Recent headlines from Google and Meta have further heated the open source AI debate in the big tech industry.

CNBC reported Tuesday evening that Google’s latest Large Language Model (LLM) PaLM 2 uses nearly five times more text data for training than its predecessor. When Google announced the model last week, it said it was smaller than its predecessor PaLM, but uses more efficient techniques. The article highlighted the company’s reluctance to disclose training data sizes and other details.

A Google spokesperson declined to comment on CNBC’s report, but Google engineers were outraged by the leak, to say the least, and wanted to share their thoughts. In a now-deleted tweet, Google DeepMind senior staff his software his engineer Dmitry (Dima) Repikin tweeted:

Alex Polozov, a senior research scientist at Google, echoed the alleged rant, saying the leak set a precedent for promoting research silos.

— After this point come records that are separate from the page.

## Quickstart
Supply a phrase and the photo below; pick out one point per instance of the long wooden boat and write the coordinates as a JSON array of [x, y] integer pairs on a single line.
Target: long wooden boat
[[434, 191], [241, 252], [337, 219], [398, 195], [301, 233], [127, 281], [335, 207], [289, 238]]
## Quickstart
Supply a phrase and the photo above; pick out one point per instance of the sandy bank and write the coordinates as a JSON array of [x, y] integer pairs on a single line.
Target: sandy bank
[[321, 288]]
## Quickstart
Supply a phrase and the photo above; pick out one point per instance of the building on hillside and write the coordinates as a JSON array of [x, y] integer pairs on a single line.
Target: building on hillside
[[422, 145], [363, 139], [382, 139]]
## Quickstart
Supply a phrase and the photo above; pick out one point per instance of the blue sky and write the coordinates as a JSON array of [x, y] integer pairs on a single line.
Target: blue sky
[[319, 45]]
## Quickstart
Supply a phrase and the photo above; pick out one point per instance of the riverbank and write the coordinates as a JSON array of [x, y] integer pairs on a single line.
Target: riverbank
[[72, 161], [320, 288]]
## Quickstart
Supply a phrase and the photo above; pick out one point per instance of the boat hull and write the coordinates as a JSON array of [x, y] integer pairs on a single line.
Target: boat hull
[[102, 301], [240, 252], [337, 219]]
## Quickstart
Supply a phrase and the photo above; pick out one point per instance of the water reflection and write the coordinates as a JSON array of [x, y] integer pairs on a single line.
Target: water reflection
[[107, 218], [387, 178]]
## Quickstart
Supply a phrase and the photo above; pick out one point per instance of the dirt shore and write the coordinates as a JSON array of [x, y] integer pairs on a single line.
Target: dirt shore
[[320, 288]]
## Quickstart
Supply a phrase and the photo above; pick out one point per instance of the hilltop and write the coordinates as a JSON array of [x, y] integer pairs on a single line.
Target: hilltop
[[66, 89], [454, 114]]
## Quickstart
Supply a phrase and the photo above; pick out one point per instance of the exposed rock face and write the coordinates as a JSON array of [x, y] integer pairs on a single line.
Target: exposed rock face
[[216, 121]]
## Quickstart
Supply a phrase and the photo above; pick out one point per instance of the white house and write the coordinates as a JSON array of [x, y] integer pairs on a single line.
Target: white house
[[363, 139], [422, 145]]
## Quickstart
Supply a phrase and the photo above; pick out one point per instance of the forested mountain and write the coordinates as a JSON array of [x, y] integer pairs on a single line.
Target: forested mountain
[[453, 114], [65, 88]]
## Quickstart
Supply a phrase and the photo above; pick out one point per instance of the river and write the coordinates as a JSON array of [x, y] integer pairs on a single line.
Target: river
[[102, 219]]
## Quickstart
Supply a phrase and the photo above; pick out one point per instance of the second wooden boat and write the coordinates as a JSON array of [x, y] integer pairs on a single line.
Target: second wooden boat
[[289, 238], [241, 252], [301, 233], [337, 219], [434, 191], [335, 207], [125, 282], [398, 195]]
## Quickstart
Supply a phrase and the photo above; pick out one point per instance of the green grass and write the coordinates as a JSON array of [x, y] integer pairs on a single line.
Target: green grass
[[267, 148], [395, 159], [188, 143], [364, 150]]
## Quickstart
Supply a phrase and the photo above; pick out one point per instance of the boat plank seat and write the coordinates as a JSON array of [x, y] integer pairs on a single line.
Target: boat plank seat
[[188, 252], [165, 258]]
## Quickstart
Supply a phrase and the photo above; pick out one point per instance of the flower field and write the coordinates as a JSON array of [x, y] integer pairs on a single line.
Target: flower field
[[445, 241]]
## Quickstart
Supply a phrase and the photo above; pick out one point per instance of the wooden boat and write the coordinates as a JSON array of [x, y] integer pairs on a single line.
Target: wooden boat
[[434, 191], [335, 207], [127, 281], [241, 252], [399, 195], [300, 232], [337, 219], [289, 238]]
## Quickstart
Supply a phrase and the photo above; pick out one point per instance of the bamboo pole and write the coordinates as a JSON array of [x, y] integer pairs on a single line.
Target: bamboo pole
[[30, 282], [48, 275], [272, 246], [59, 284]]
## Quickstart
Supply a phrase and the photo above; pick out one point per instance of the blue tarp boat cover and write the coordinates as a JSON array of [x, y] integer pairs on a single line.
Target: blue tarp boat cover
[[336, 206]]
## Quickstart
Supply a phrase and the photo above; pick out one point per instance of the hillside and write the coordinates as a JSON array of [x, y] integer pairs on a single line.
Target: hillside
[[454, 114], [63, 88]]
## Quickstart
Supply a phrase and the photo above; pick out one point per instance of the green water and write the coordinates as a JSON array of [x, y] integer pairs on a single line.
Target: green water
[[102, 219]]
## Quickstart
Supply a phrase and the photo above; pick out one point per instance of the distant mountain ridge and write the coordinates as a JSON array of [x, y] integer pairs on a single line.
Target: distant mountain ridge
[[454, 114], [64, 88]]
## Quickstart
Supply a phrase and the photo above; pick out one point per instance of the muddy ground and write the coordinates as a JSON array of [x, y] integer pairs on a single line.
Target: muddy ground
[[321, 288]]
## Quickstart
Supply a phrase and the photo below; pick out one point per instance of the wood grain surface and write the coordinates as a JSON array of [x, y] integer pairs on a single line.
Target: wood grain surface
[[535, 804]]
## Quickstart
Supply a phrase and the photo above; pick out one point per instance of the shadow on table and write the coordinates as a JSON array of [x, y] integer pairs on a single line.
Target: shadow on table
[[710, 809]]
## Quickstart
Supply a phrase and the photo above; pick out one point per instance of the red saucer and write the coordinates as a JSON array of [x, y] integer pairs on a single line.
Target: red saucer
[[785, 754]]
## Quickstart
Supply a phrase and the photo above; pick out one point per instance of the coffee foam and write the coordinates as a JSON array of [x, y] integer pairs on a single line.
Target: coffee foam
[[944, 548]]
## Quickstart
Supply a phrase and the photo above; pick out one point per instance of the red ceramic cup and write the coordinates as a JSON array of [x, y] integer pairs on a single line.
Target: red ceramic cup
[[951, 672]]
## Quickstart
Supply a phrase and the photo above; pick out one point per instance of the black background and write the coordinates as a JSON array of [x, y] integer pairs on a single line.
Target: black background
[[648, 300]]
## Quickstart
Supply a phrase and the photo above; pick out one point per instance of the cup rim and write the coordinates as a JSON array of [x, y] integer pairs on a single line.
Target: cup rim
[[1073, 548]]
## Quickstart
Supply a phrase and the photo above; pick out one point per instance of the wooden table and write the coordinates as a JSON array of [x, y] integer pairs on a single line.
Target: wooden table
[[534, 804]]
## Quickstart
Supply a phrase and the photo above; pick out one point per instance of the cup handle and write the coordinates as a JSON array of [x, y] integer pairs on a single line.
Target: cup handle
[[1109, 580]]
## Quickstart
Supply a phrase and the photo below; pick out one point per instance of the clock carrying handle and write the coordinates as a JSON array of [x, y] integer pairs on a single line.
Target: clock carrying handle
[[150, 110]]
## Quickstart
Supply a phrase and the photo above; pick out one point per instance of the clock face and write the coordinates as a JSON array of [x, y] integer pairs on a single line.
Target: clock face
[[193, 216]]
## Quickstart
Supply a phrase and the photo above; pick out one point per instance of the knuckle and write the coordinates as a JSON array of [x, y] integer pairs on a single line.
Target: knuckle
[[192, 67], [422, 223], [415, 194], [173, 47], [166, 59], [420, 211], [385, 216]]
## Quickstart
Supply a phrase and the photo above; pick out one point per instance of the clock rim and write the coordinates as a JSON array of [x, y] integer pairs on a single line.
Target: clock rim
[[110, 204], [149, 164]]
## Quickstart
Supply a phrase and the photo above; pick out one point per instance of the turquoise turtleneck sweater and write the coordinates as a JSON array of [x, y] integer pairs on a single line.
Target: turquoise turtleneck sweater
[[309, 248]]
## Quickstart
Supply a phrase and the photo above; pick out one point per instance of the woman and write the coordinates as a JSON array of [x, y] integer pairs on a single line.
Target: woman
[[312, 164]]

I am so angry that I am taking this rant publicly. What the heck are you trying to accomplish with the leak? Is it just an ego thrill that matters?Hundreds of his Googlers work “hard” to keep the publishing and scientific collaboration alive. And it just sets the precedent for siloing everything. https://t.co/0o6iDj4PsJ

?? Alex Polozov (@Skiminok) May 17, 2023

Zurich-based Google AI researcher Lucas Beyer agreed, tweeting: It’s not the number of tokens (I’m not even sure if they’re right) that upsets me, but the total loss of trust and respect. It is Such leaks lead to corpse peaking and reduced openness over time, leading to a deterioration of the overall work/research environment. And for what? FFS.

Coincidentally, not in response to Google’s leaks, Yann LeCun, chief AI scientist at Meta, gave an interview to the New York Times this morning that focused on Metas’ open source AI efforts. gone.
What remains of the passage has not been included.